In demanding a Palestinian democracy as a precondition to statehood, Bush reversed another one of the cherished assumptions of Oslo: that an Arafat, as Yitzchak Rabin put it, unrestrained by human rights activists or a supreme court, would be the best guarantee of Israel’s security. The last nine years have clearly established the contrary. Dictators, particularly ones such as Arafat who have failed to relieve their people’s misery, must create an external demon to distract their people from their own failures. It is thus no accident that over the nine years of Oslo, Arafat has whipped the Palestinians into a frenzy of hatred perhaps without precedent in human history.
Israeli doves who criticized the President for placing unreasonable demands on the Palestinians may be right that the Palestinians will never create a democracy, but if so they will never be capable of peaceful coexistence either.
THOUGH the Europeans continue to whine that Arafat is the democratically elected leader of the Palestinian people and to ridicule President Bush’s cowboy diplomacy, the remarkable thing is how great the impact of the speech has already been. The President’s call for freedom for Palestinians has emboldened Palestinians themselves to speak out against the kleptocracy to which they have been subject for the last nine years. The Europeans notwithstanding, it is clear that even Arafat’s erstwhile sponsors in the Arab world will not extend him a helping hand in his hour of need and that he now rules on borrowed time.
For the first time, revelations of Palestinian Authority corruption are appearing every day, not just in the Western press, but in the Arabic press as well.
Much else has changed as well. Now that the White House has clearly acknowledged that the Palestinian Authority in knee-deep in terror against Israeli civilians there is no longer any basis for questioning Israel’s right to act to extirpate the terror infrastructure. As a consequence, the current Operation Determined Path is being conducted in a slow, methodical fashion, not constantly under the gun of American pressure to withdraw, as was the case in Operation Defensive Shield. As a result, Israel has been able to act in ways that entail far less danger to Israeli troops, but also reduce the likelihood of Palestinian civilian casualties.
For months, the United States State Department accepted the Arab line that ``progress" towards a political resolution of the Palestinian-Israeli conflict – i.e., further Israeli concessions – is a necessary precondition for an American attack on Saddam Hussein.
According to this line, only America can pressure the parties – i.e., Israel – into a settlement, and America bears responsibility for the carnage that results from its failure to do so.
The view that a lack of American involvement explains the escalating violence has been clearly refuted empirically. Indeed the exact opposite turns out to have been the case.
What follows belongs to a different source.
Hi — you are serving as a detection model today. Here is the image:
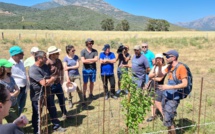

The most intensive American involvement ever at Camp David triggered the most intense wave of Palestinian terrorism yet seen in the region. The more that Israel seemed susceptible to American pressure the more convinced the Palestinians became that terror served their cause. Every visit to the region by top American emissaries has resulted in an outbreak of suicide bombings.
President Bush has now signaled that he has no desire to recapitulate the failures of the Clinton Middle East peacemaking. Nor will he let the war on Saddam Hussein be held hostage by the Palestinians. Planning for an all-out effort to replace Hussein proceeds apace quite independent of the Palestinian-Israel conflict.
That too is just one more reason to be grateful for Israel’s best friend ever in the White House.